This repository provides the supporting code for my presentation entitled Beyond the Basics with Azure ML.
This data comes from the Chicago Parking Ticket database, courtesy of Daniel Hutmacher. I sampled 1,000,000 records from it and the file I used is available in CSV format.
Import this into Azure ML using the Dataset name ChicagoParkingTicketsFolder. Be sure to upload this as a uri_folder instead of an MLtable or uri_file!
Import the notebook in the Notebook folder into Azure Machine Learning. You will need to create a compute instance to run this.

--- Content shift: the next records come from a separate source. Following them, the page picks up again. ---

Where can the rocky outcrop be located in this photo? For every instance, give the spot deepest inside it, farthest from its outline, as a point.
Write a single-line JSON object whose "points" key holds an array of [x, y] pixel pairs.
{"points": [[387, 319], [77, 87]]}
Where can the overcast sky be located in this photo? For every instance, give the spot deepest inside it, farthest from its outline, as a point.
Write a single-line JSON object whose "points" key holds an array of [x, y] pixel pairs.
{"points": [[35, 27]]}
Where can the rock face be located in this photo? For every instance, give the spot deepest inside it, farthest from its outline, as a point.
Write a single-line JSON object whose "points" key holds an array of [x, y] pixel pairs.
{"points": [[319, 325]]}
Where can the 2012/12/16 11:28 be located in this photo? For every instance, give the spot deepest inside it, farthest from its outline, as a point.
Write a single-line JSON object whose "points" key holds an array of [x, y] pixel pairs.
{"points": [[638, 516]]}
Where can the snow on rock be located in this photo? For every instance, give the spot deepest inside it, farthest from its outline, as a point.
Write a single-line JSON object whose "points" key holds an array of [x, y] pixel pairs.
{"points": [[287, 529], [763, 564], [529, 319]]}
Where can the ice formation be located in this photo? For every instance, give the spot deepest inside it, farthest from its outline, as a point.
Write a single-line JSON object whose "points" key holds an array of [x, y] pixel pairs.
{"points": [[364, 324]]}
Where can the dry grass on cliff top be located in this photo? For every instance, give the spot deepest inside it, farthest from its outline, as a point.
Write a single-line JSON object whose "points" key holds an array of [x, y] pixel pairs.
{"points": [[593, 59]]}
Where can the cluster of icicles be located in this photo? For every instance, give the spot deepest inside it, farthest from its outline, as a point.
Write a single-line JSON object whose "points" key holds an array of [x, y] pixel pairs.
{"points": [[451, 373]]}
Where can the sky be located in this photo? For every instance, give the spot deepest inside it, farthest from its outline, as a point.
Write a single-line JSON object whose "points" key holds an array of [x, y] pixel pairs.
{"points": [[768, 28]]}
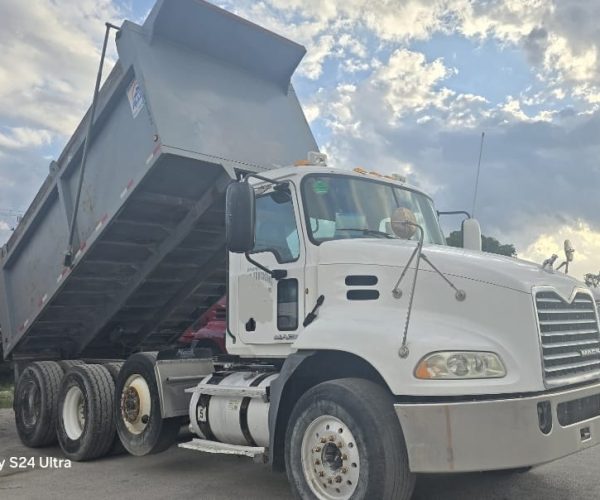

In order to run the ML pipeline notebooks and jobs locally, you will need to have the following installed on your machine:
- Python (preferably the Anaconda distribution), with
pipinstalled:conda install -c anaconda pip - The Azure CLI
- The Azure ML Azure CLI extension:
az extension add -n ml - Pip packages:
pip install azure-ai-ml,pip install azure-identity - Visual Studio Code
- The Azure ML Visual Studio Code extension
Before you run the code, make sure your console has you logged into Azure via CLI:
az loginThen, create a folder called .azureml and a file named config.json. The file should look like the following structure:
{
"subscription_id": "YOUR SUBSCRIPTION ID",
"resource_group": "YOUR RESOURCE GROUP",
"workspace_name": "YOUR WORKSPACE NAME"
}Note that you must be logged into az cli with an account which has access to the subscription, resource group, and workspace.
From there, run the training code:
python deploy-train.pyYou can see the job in action by going to Azure ML Studio and viewing the "Chicago_Parking_Tickets_Code-First" experiment. There will be a new "train_pipeline" job.
For scoring, run the following code:
python deploy-score.pyThis will create a batch endpoint and deployment, upload data to a Datastore in Azure ML, create a job to generate predictions, and downloads the resulting predictions to a local file called predictions.csv.
IMPORTANT NOTE -- You must explicitly grant rights to the account running deploy-score.py against the Azure ML workspace. I granted Owner because I was running this personally, but it must be explicitly granted and not just have ownership as a side effect of subscription-level or resource group-level rights.
If you do not do this, you will likely get a strange BY_POLICY error message when running this script.